I love to read all mysteries but I confess that if I see a cozy with recipes, I'm drawn to it immediately. It's fun to see what the characters are eating and cooking and I love to read recipes -- even those I would probably never make for myself. Dianne Mott Davidson's culinary series is the first "cozy" series I ever read and it's still one of my favorites. For foodie books in general, I love anything by food writer M.F.K. Fisher and also Julia Child's "My Life in France." Great topic! Keep the culinary cozies coming; I can't get enough of them. And I'm looking forward to the next Florida Food Critic Mystery!

Kathy Reel said...

Hahaha! Anonymous, I was thinking of that very thing earlier. I hate it when there's a delicious plate of food setting before a character, and he/she has lost appetite or doesn't want a meal. What's wrong with those people? Eat up, characters! LOL!

Oh, I meant to say that I love the cover of the Catering to Nobody book. And, Roberta, so glad you finally ate at Camilla's. Hope you enjoyed it.

Reine said...

My favorite fictional meal was the clam hash that Robert B Parker once had Spenser cook for Susan. I'd never heard of it, but when I read it in that book I knew I would love it. And I do love it.

Susan D said...

Yeah, I'm with everyone whose mouths water over Olivier's cooking in Louise Penny's books. That came to mind immediately.
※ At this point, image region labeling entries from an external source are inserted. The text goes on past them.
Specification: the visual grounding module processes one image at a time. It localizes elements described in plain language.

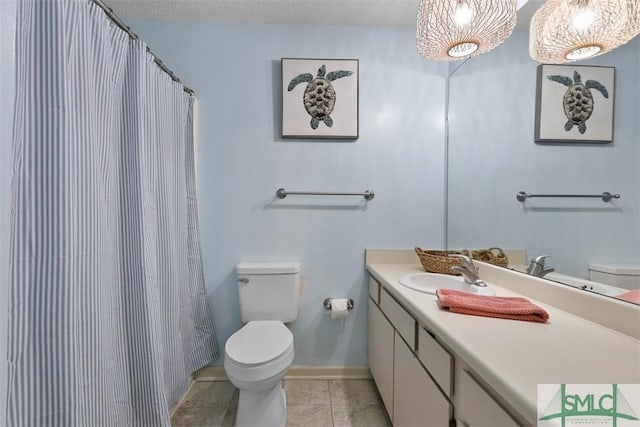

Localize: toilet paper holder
[322,298,353,310]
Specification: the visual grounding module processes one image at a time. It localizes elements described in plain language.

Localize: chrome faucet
[527,255,556,277]
[449,254,487,287]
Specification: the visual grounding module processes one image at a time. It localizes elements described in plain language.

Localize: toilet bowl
[224,320,294,427]
[224,261,300,427]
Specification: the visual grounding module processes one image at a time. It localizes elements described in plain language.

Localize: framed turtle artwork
[281,58,359,139]
[535,64,615,143]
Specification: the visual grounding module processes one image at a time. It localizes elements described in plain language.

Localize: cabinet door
[368,299,395,419]
[393,334,451,427]
[457,370,520,427]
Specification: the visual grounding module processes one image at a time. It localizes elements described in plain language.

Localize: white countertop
[367,261,640,425]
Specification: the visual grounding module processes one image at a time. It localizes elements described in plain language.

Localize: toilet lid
[225,320,293,365]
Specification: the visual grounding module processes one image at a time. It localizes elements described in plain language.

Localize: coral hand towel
[436,289,549,323]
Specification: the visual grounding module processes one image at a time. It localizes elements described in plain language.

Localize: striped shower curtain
[5,0,218,426]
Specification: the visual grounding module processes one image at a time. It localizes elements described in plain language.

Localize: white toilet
[224,262,300,427]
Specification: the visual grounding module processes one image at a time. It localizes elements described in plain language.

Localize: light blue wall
[0,0,16,418]
[449,32,640,277]
[128,21,446,365]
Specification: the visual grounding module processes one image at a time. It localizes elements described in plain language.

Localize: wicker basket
[416,247,469,276]
[471,248,509,267]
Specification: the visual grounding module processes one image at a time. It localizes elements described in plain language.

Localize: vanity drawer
[418,327,453,396]
[380,288,416,351]
[369,276,380,304]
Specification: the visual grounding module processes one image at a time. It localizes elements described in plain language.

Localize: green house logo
[538,384,640,427]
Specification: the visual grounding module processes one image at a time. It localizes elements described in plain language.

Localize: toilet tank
[236,261,300,323]
[589,264,640,290]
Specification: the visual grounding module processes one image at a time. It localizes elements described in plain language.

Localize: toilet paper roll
[331,298,349,319]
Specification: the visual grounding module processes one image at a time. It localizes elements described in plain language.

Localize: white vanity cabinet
[368,278,452,427]
[368,277,524,427]
[456,368,520,427]
[392,333,451,427]
[368,292,395,419]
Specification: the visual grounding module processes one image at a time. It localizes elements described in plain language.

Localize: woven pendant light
[416,0,516,61]
[529,0,640,64]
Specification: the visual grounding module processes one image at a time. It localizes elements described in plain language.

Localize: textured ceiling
[104,0,543,28]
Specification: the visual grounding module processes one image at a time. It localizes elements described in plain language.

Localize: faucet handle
[531,255,551,266]
[449,254,477,273]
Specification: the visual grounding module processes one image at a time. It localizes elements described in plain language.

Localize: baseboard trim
[193,365,371,381]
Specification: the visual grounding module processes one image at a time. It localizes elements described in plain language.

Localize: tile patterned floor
[171,380,390,427]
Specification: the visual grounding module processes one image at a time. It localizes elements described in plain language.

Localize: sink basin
[398,273,495,295]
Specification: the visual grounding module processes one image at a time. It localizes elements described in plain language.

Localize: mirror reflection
[447,30,640,303]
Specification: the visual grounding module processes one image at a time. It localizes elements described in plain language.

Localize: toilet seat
[224,320,294,382]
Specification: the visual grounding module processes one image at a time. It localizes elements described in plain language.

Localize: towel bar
[276,188,375,200]
[516,191,620,202]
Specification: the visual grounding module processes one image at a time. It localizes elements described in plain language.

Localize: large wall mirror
[447,20,640,304]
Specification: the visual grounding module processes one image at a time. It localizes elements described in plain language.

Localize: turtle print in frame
[535,65,615,143]
[282,58,358,139]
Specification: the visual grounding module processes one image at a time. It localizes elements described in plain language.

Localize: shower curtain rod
[92,0,196,96]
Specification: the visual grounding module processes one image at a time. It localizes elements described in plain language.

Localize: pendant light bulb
[453,1,473,27]
[416,0,516,61]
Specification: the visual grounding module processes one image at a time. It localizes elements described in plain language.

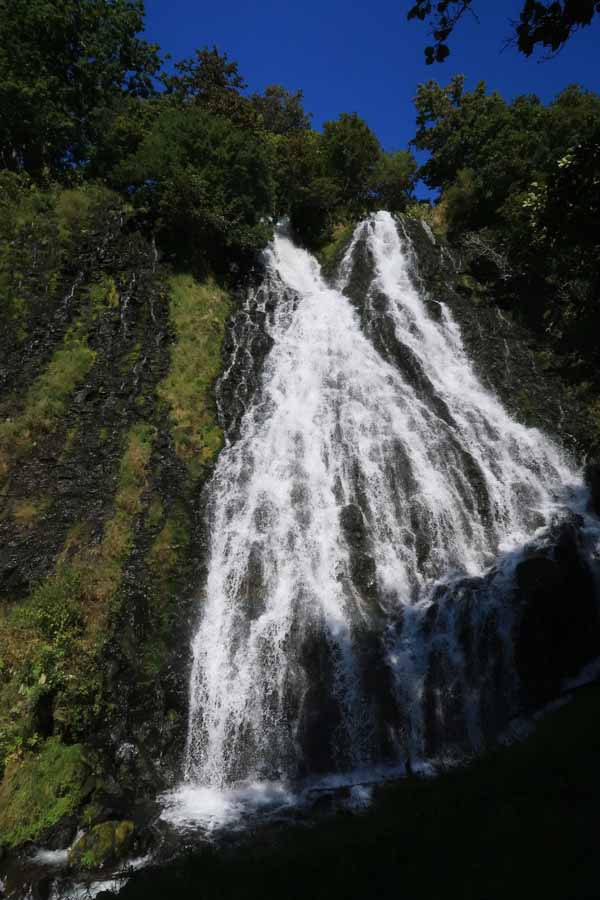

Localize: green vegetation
[0,423,155,770]
[414,76,600,452]
[0,323,96,479]
[158,275,231,478]
[0,738,90,847]
[69,819,135,869]
[408,0,600,65]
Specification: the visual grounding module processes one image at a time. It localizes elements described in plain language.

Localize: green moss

And I have to agree with Diane about Trixie Belden. I just finished rereading the first two books (in need of a little relaxed reading lately) and the Wheelers' cook would come up with all kinds of food for Trixie and Honey to take out exploring with them (especially useful when Jim, hiding out in the mansion, hadn't eaten for days).

Lucy Burdette aka Roberta Isleib said...

Jenny, hope we're going to be reading yours one day soon!

Anonymous, you mean you hate to see characters who refuse to eat a beautiful meal? My characters don't have that problem--they eat when sad, worried, hungry, happy--they eat it all!